Above all else, I am a humanist. I believe that we can—and we must—do better. And no one, and nothing, will do that for us. I attended a Quaker grade school, and am now a devout atheist who is married to a non-observant Jew. And yet, I do think that some places are sacred, and I do have moments of spirituality. Perhaps MARS provides a more eloquent summary of these thoughts:
And I noticed…
I now know this:
In the end, there is no one…
There is no one to call your bluff.
In the end there is no one high above.
Who really can say there’s only one way to play the game?

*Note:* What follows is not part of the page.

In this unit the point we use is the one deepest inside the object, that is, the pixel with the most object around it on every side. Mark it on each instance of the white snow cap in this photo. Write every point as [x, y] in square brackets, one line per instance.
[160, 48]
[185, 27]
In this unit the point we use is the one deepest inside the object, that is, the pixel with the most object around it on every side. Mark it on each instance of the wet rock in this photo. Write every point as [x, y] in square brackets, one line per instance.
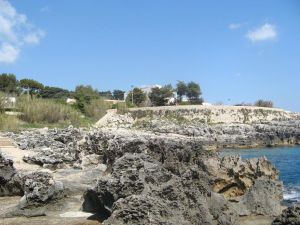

In the end there is nothing…
There is nothing beyond the truth.
In the end there is only what we do.
Try, try as they may…
Running in circles with nothing to say.
See, only one thing’s for sure:
I’m not knocking on heaven’s door.
What’s up above, or underneath
Is not for man alone to breach.
Sometimes fail, and sometimes win…
With all the powers here within.
And I’ve noticed…
I now know this.
The sunset dazzled us in pure, golden light. Everything seemed to be lit from within: The tortured water ice underfoot, the shadows of sastrugi, Puget Sound in the distance, the strange cirrus clouds over the Olympics, even ourselves—we were glowing with happiness and pride at our accomplishment. We had climbed Tahoma via the Kautz, and now we had the summit as a reward. This was my 5th time on top of Tahoma, but never before at this time of day. I had seen this place at sunset so many times in my mind… and it had always looked this way. Precisely like this. In my mind, I’ve seen this before. The pain of the next day’s descent… the agony of driving home while exhausted… the challenge of seeing patients first thing after I got home… all could wait, out of mind, for another time. For now, we had the summit, and we had each other. This is why we do this.